Quería contarle lo sucedido. Licia era de las pocas personas que sería capaz de entender su miedo sin juzgarla, incluso que no se le hubiera pasado del todo, pero cómo explicarle. ¿Qué pensaría de una mujer de su edad que fumaba? ¿Sería de esas personas que le dicen “cigarrillo de droga”? A tiempo, sacudió la cabeza y optó por hacer referencia a una anécdota aislada de la comida familiar, otro berrinche de los chicos.
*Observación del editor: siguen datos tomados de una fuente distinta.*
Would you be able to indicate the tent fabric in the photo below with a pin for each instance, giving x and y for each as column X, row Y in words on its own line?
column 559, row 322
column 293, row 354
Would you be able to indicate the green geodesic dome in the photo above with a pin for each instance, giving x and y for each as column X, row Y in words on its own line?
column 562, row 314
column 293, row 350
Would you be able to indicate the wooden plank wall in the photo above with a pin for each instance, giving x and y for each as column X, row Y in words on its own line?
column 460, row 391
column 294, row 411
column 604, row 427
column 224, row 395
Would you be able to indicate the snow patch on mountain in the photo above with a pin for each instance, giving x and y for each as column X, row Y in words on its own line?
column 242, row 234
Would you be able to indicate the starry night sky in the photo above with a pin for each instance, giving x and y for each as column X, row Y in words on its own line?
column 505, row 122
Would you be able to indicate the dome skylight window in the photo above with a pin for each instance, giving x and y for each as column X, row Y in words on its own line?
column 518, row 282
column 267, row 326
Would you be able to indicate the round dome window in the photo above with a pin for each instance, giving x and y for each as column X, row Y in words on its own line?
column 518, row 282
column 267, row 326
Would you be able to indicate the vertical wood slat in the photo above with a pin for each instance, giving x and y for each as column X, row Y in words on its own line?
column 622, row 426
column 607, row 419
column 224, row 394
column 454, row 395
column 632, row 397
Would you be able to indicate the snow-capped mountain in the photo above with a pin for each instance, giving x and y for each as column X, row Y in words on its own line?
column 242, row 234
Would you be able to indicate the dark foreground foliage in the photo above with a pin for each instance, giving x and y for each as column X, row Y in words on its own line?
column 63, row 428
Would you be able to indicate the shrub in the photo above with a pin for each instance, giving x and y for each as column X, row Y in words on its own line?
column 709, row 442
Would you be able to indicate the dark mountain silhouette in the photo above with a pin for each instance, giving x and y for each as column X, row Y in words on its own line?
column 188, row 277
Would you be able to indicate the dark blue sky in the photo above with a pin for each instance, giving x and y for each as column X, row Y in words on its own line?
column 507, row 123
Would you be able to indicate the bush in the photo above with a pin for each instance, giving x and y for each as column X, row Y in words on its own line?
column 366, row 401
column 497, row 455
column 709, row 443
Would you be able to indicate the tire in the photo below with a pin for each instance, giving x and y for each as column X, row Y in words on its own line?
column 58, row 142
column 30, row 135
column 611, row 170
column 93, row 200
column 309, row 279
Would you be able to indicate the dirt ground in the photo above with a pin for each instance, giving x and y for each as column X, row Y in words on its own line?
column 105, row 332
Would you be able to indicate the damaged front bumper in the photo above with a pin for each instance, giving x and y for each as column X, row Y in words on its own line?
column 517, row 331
Su amiga, que era trivial pero no idiota, entendió que callaba, y de momento respetó su silencio.

Por la tarde, circo en carpa. Casi una hora y media de viaje por autopista en el peor horario. Mamá hubiese preferido cine o algo un poco más cómodo, mamá estaba cansada, mamá trató de pensar mil excusas, por mamá cualquier otra cosa hubiera sido mejor, la verdad, pero Germán había visto el comercial en la tele y se negó a comer, tiró el plato al suelo y se puso a zapatear sobre la comida hasta que mamá, ya sin fuerzas, le dijo que sí, que iban a ir al circo. A Cordelia pareció darle lo mismo. “Fría. Sos tan parecida a tu papá”, le dijo, casi en tono de reproche, a lo que ella le contestó con un mohín de desagrado. Cantaron a los gritos durante todo el viaje. Cada uno una canción distinta, pero la misma, tratando de tapar al otro. Cuando llegaron al predio, les compró todo lo que le pidieron. Es lo que se hace con los hijos para ocultar que a veces se los desprecia.